In an act that sharply divided my colleagues, a few months ago I turned off my voicemail on my phone. I can't recommend it enough. My first steps toward this decision were respectful and permission-based. For months my voicemail message plaintively asked callers "not to leave messages here - but to text or email instead".

Even with that request so often I'd emerge from a tube station to be presented with the stern, leering tape symbol. The LED equivalent of your ears burning. I'd call back only to endure familiar listless drone followed by an unintelligible number. That was the worst thing about voicemails - unlike the new Robbie Williams record, you can't get away with listening to them just once.

Like emails, voicemails are totally broken but no one seems prepared to accept it. It seems that the essence of all communication is to understand that in every circumstance there is a mismatch between "message transmitted" and "message received". Yes, dear colleague, you may well have typed out very clearly over two pages the new procedure for dealing with invoice queries. I read it as boring dirge - and filed it "come back to when confined to bed on doctor's orders."

Like email, voicemail makes the mistake of thinking that the more expansive the communication the greater the clarity. Unfortunately the trade-off here is that no one wants to stick around to hear it. Tomi Ahonen - a consultant who has worked with brands like Nokia - has produced some highly plausible research about the impact of brevity on communication. His findings are stunning. The average text message is answered in four minutes. The average email is opened (not even responded to, just opened) in two days. Text messages are 720 times quicker than emails. And to a large extent that means they are more effective. You want to get your point across? Send them a text.

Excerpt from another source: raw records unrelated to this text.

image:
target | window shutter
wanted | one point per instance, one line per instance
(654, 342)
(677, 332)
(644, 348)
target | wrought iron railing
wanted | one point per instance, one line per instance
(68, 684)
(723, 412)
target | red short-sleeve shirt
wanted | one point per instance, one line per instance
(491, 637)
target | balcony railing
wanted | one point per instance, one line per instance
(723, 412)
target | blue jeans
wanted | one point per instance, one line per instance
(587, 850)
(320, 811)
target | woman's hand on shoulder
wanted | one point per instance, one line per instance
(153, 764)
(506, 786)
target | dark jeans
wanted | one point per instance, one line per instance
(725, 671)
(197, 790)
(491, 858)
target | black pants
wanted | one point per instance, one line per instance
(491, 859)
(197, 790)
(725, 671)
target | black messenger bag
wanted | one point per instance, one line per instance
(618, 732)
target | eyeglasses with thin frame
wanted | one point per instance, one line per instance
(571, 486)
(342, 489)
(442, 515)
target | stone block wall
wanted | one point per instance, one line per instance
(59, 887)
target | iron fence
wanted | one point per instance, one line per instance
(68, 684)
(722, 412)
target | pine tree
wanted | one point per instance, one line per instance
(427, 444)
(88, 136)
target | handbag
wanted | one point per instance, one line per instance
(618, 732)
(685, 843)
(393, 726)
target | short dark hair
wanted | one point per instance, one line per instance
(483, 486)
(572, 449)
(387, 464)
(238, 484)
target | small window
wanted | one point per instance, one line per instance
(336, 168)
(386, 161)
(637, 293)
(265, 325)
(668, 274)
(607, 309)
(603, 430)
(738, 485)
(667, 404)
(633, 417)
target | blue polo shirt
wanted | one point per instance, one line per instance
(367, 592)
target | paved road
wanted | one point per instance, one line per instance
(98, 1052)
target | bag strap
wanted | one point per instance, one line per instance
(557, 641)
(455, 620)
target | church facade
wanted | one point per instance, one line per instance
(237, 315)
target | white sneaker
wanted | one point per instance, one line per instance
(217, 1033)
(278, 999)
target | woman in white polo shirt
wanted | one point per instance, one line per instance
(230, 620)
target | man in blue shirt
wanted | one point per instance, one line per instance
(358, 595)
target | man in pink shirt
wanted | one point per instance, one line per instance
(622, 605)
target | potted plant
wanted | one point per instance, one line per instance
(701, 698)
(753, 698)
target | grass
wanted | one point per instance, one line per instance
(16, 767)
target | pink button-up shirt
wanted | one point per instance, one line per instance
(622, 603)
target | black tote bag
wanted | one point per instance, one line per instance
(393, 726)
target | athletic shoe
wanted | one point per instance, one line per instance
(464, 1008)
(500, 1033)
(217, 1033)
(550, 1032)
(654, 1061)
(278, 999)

Brevity and clarity seem to be perfect partners. I'm very taken with the thinking behind Five Sentences (http://five.sentenc.es). Their philosophy is that emails should be answered like texts. Simple transactional responses no more than five sentences long. As someone who has been chided for my own abruptness in emails, if this succinctness became the norm I'd be probably looking forward to a few more Christmas cards.

One of the founders of Twitter, Jack Dorsey, when asked about Twitter's own restrictive 140 character limit is unequivocal. This isn't a product disadvantage, this is a product feature.

Maybe I'd not be so ruthless with voicemail if we could be more restrictive. In the old days when things like tapes and answerphones were things, I used to have an answerphone that was brutal. The caller would get 30 seconds to dither and drone. Then came the killer intervention, "please complete your message in 10 seconds". You could nearly hear brains becoming adrenalised into action. Restriction brought clarity of expression. Boom - ten seconds to go! People got to the business end of the message in a jolt.

The tools of communication aren't to blame - just our rules of how to use them. Until then, text me, yeah?